As the shockwave crashed over Din Tau’s circle it tore off both of Torra’s legs that were outside the edge, and one of her hands. The circle itself flashed into a protective and impermeable sphere, the devastation washing around it like a stone in a stream. Akiyama’s body was blown away, Farstadt’s was shredded. Waseem, saved by the shielding paper, lay burned and unconscious in the middle of the blast area. Romero, saved by the fact he was already buried in rubble, lay unconscious in a cairn of stone.
It was a full two minutes before the sound of the explosion had died away, and rubble rained down for another two.
Din Tau opened his eyes and took in the sight. Everything was destroyed, either blast cleared or rubble. But one thing still stood. Sterling.
The creature stood, and walked toward Din Tau, limping slightly at first but straightening as his regeneration took hold and repaired his legs. He came to the edge of the circle and stopped.
Sterling stood before the wounded Torra and defiant Din Tau in his glowing sphere. He tapped on it first with a claw, then with a chain, and found it completely impervious to his touch, harder than stone or steel, and unbreakable as the will of the young mage that had conjured it from the circle on the ground.

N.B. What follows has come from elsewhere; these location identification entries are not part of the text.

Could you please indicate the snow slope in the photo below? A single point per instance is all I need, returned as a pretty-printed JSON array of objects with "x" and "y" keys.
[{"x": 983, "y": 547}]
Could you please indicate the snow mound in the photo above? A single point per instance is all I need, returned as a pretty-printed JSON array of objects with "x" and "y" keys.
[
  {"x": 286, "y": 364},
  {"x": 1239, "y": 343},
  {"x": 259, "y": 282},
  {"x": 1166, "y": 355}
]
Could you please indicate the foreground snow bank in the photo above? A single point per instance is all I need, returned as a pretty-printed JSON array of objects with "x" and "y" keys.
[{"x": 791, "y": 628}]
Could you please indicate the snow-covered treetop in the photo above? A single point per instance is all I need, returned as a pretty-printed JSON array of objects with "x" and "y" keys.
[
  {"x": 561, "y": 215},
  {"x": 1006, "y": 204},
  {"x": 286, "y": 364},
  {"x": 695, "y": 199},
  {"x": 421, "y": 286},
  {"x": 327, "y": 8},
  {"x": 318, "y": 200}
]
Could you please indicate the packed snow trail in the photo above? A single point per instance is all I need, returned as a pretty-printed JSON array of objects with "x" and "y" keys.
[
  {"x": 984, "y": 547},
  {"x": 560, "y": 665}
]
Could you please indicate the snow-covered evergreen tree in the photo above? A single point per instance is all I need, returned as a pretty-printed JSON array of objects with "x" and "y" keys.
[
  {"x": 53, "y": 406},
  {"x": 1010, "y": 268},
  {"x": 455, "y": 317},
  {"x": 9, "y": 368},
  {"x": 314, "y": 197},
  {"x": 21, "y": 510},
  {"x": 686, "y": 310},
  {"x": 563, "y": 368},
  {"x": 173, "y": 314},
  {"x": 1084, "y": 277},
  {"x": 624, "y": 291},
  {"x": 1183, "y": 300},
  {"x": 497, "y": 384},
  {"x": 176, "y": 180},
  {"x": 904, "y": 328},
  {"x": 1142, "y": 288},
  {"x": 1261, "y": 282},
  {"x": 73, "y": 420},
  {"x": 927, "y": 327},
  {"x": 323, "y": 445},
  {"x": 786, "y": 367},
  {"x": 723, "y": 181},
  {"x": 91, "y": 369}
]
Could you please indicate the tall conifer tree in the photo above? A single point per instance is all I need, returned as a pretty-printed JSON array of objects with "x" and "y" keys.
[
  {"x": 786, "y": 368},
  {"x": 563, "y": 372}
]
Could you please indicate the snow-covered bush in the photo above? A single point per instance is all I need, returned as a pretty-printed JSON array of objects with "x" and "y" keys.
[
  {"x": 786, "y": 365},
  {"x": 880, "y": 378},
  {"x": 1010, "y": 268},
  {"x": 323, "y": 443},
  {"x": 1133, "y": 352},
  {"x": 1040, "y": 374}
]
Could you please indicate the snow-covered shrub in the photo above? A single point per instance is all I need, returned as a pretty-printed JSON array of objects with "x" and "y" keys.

Sterling smiled, wide and awful in his full form, at the boy.
“Nice work you did,” he said, true admiration in his voice for the talent that the mage possessed and the mind driving it. “You’re gonna go far, kid.”
Sterling turned away from the glowing sphere and began walking west through the wreckage of the town.
“Hopefully we won’t meet again.” he said over his shoulder as he walked away.
“Don’t count on it, Kinsmir.” Din Tau said evenly.
Sterling vanished into the smoke and fog carrying Akiyama’s sheathed sword.
---
Early the next year Sterling was working on a freighter. Not a large ship but not a small one, and fast. It brought him back to his earlier sea-faring days in mind but that wasn’t the important thing. What was important was the destination of the boat; Japan.
Once again Europe had become too hot an area both in terms of the Mages’ influence and looking for him and in the area of the normal human condition. War may be where he excelled and what he was built for by the powers that be but it wasn’t something that he was prepared to actively seek out again just yet.
Hopefully the ship would be undetected by the ever patrolling U-Boats as it left Calais under blackout and steamed through the straight and into the Atlantic. It would be a long journey. He began to sing, softly, one of the old sea shanties he used to sing with other shipmates long, long ago.
END
~
Sterling
"Naive wishing for peace is the surest possible way to invite an aggressor."